Day 67

Style: Hot
Teacher: Michael Dynie
Studio: Ottawa Yoga

Pulling up in front of Rama Lotus under the beautiful, blazing sunshine, I take in a deep, euphoric breath and step out of my car. I proceed to take three steps, and suddenly I feel a rusty blade tear through my chest, ripping a ragged gash across my heart. I locked my keys in my car. They're still in the ignition. My car is still running.

I feel my blood come to a boil, then it begins to curdle. Every inch of my being tenses up in frustration and rage. As I listen to the engine of my car purr mockingly at me, my inner dialogue mutates into a never-ending string of profanity. Every curse word I've ever heard, including a few I invented come raging through, spewing out black exhaust deep inside me. My teeth are clenched to the point where my jaw is coming dangerously close to snapping. My fists are balled up and my knuckles are bone-white. I'm tempted to grab a two-by-four from the construction yard across the street and smash in my windows, maybe just let loose on my car altogether until it looks like a crushed tin can. Fury spins me around in circles at a dizzying pace. I want to wage war on the entire world. All the while streams of relaxed yogis flow gracefully one by one into the studio while I stand outside watching, hating them all. Oh and my cellphone is in the car. Great.
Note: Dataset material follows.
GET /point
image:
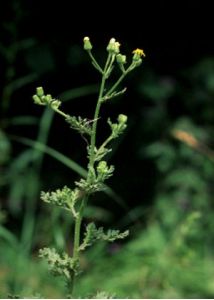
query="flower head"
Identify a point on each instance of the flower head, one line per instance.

As some more time passes I abandon my God-forsaken car and walk up the street, looking for a payphone. Halfway around the block I find a phone booth and feed it a few quarters. How the hell did I do this. I call my buddy Jakob, and fifteen minutes later he meets me with a coat hanger and a fork. Um... okay... whatever works! Luckily, my car is ridiculously easy to break into and a few tense minutes later we're in. By now Ichih's Yin class is well underway, and I'm on my way back home, having accomplished nothing, other then sending my blood pressure skyrocketing out of control. Yin is definitely not going to cut it today. I need to burn this self-inflicted turmoil away with something more powerful. In the meantime, I start to realize how absurd my reaction was. I completely plunged into the deep-end, absolutely obliterating my progress and taking ten steps back. I close my eyes, sinking into a meditation, practicing a few pranayama breathing techniques. Soon order is slowly returned to my internal government, all arguing and hatred slowly subsiding and fizzling out. The frustration I endured felt like an internal chemical toxic-waste spill, contaminating my whole nervous system. I'm taken aback at how easy it was to lose control, how fast I went from bliss to a near-murderous rampage. Like a reflex, a knee-jerk reaction I threw everything I've worked so hard for out the window. At the very least it's a lesson, one I've been tested on and failed over and over again. I think I'm slowly getting the point though. I can't let outside circumstances regulate the balance of my internal climate. I need to maintain composure at all costs. The bottom line is, things could get a lot more intense then being locked out of my car, and I need to be prepared to keep calm. I'm learning, I'm paying attention. I'll figure it out eventually. I got this.

1 comments:

Anonymous said...

Glad that I did not bump in to you on my way to Ichih's class (with my keys sfely nestled in my pocket!.

Also glad that by the time I got home, there was no sign of previous rage... a successful recalibration having taken place.

And finally, one must not be so hard on ones self as it is not possible or even perhaps desirable to have complete composure at all time me thinks.

Oh and, the car did not get trashed in the end therefore some control was present.